Stanisław Ferdynand Rzewuski (1737 – 16 June 1786) was a Polish nobleman (szlachcic) of the Rzewuski family, bearing the Krzywda coat of arms. He held several state offices in the Polish–Lithuanian Commonwealth and attained the rank of Generalmajor in the Austrian imperial army.

==Life==
Rzewuski was born in Podhorce in 1737, the son of Grand Crown Hetman Wacław Rzewuski and Anna Lubomirska. On 13 June 1758 he married Katarzyna Karolina Radziwiłł (1740–1798), daughter of Michał Kazimierz "Rybeńko" Radziwiłł, in Nieśwież. The Radziwiłł family was one of the wealthiest and most influential magnate families in the Grand Duchy of Lithuania. They had six children: Seweryn, Adam Wawrzyniec, Teofilia, Anna, Franciszka, and Karolina. Through his son Adam Wawrzyniec, Rzewuski was the grandfather of Ewelina Hańska, who married the French novelist Honoré de Balzac, and Karolina Sobańska.

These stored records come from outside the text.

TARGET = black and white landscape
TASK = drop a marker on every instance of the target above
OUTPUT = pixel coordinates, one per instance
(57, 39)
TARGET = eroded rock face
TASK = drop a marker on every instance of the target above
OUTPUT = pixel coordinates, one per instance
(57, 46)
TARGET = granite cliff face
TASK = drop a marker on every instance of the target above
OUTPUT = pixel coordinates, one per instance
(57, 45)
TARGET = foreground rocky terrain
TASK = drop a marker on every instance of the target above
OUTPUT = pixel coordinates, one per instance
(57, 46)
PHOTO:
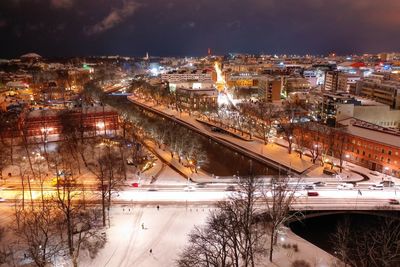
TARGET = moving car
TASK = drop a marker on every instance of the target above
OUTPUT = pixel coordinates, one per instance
(309, 187)
(312, 194)
(345, 186)
(189, 188)
(376, 187)
(320, 184)
(393, 201)
(387, 183)
(230, 188)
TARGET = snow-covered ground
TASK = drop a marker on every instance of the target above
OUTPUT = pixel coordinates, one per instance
(165, 232)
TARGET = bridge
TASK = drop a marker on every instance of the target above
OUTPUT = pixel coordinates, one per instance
(255, 151)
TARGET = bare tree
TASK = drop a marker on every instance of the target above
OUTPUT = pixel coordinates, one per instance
(37, 229)
(278, 201)
(232, 235)
(108, 170)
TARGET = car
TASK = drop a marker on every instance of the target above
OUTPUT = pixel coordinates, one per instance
(345, 186)
(309, 187)
(201, 185)
(393, 201)
(319, 184)
(376, 187)
(312, 194)
(387, 183)
(189, 188)
(230, 188)
(152, 189)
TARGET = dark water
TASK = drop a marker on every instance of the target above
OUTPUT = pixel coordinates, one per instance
(320, 230)
(221, 161)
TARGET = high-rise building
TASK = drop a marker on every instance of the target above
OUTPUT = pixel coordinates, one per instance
(270, 88)
(331, 81)
(384, 91)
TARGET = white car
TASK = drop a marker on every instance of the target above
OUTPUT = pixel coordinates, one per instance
(345, 186)
(376, 187)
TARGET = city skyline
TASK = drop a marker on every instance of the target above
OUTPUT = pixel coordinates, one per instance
(132, 28)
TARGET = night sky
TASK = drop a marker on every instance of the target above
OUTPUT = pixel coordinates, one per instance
(189, 27)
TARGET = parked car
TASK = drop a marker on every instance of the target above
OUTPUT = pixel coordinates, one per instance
(376, 187)
(345, 186)
(312, 194)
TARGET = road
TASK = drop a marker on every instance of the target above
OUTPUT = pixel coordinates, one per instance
(329, 198)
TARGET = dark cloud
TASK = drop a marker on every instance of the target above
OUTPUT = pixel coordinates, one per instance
(62, 3)
(115, 17)
(189, 27)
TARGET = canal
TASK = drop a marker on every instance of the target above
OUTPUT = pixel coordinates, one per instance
(355, 234)
(221, 161)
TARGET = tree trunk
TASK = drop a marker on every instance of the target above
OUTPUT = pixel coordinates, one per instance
(271, 250)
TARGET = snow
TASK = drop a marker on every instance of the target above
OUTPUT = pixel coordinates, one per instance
(165, 232)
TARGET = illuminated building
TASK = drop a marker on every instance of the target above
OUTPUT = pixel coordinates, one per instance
(382, 90)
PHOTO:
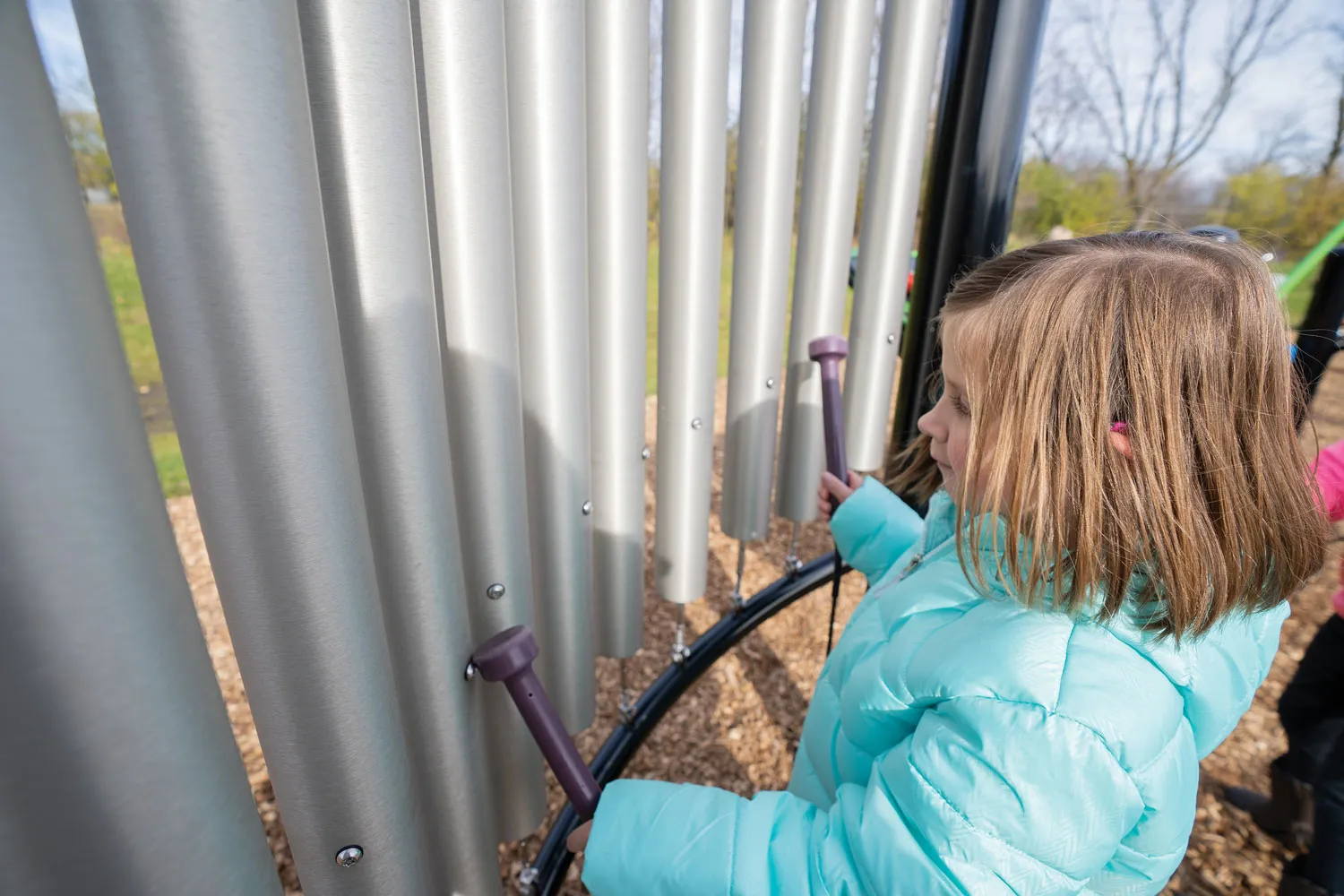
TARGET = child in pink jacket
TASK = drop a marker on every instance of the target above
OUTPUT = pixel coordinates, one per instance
(1330, 478)
(1308, 780)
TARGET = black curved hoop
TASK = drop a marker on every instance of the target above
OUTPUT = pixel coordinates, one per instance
(546, 874)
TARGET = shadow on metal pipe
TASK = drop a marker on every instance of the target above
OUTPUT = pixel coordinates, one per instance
(547, 874)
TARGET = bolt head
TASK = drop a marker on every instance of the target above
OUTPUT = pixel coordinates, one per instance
(349, 856)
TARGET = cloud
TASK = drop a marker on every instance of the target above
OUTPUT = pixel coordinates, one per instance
(62, 51)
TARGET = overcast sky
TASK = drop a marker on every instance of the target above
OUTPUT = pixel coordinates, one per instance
(1293, 88)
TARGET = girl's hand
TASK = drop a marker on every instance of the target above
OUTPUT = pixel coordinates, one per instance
(833, 487)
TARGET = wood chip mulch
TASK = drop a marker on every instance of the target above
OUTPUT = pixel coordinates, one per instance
(738, 727)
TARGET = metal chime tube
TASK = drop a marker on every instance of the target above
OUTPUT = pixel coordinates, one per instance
(695, 75)
(825, 231)
(547, 151)
(118, 772)
(464, 82)
(762, 253)
(988, 72)
(206, 113)
(366, 123)
(617, 66)
(617, 72)
(911, 32)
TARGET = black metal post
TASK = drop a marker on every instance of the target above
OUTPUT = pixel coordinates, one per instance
(1319, 335)
(988, 72)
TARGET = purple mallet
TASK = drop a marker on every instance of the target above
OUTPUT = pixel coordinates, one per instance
(508, 657)
(827, 351)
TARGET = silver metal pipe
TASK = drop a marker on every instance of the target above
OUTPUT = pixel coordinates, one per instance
(911, 32)
(547, 151)
(366, 123)
(462, 70)
(843, 51)
(206, 113)
(695, 74)
(762, 253)
(117, 767)
(617, 65)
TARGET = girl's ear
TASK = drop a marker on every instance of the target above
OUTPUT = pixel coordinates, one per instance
(1120, 441)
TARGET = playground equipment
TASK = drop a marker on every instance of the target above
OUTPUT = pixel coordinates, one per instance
(394, 258)
(828, 351)
(1319, 335)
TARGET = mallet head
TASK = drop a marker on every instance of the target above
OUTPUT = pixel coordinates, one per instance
(505, 654)
(828, 347)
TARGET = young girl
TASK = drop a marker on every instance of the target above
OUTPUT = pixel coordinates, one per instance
(1021, 702)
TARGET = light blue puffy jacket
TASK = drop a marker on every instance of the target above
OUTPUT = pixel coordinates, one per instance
(956, 745)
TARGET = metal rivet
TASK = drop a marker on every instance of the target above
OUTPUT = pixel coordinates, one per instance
(349, 856)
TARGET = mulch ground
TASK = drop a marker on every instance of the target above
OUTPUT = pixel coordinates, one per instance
(738, 727)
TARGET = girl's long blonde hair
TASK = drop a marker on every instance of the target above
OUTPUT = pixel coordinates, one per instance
(1183, 340)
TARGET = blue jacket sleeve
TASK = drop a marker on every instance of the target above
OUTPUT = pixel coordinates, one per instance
(986, 797)
(873, 528)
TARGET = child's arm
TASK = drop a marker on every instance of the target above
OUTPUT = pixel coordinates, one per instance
(986, 797)
(873, 528)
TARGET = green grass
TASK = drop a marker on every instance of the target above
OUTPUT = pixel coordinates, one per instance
(172, 473)
(118, 269)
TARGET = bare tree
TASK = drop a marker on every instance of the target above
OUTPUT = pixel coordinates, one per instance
(1058, 104)
(1155, 124)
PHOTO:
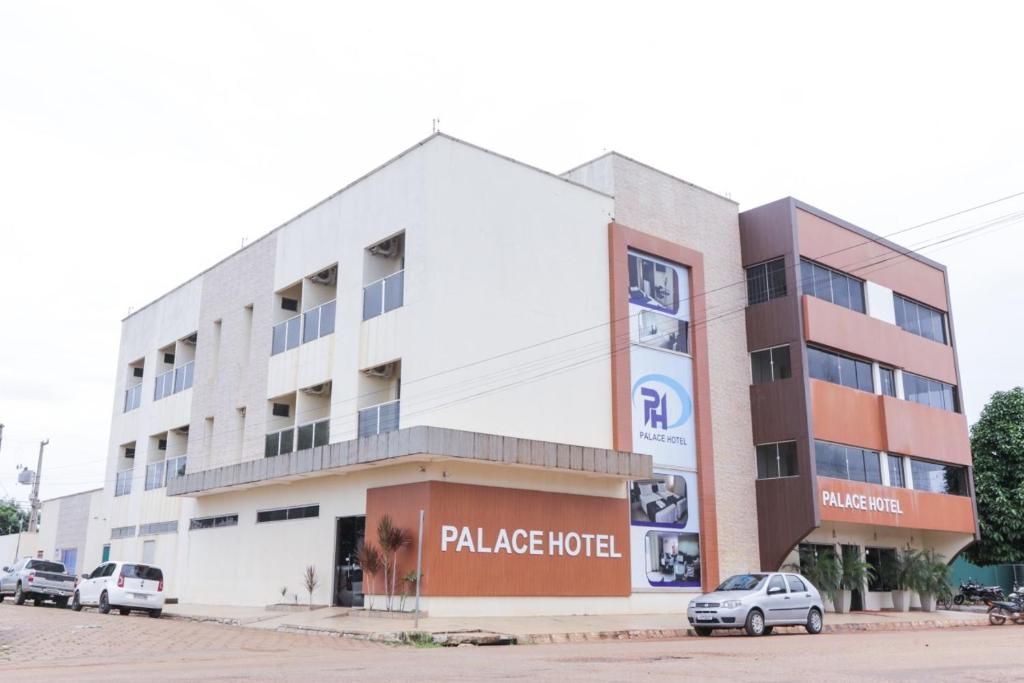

He died on 16 June 1786 in Pohrebyszcze.

==Career==

===Commonwealth offices===
Rzewuski was appointed Rotmistrz of a pancerny unit in 1755 and promoted to major-general of Crown forces in 1757. He received the Order of the White Eagle in 1760.

He served as Great Podstoli of Lithuania from 24 September 1759. On 30 May 1760 he was appointed Great Chorąży of Lithuania, the officer responsible for bearing the state banner at official ceremonies, and held the position until 1781. He was also starost of Chełm from 1758 to 1769.

===Austrian service===
Following the First Partition of Poland in 1772, which placed parts of the Commonwealth under Habsburg control, a number of Polish nobles accepted commissions in the Austrian army. On 25 October 1783, Rzewuski was promoted to Generalmajor (major-general) in the Austrian imperial army.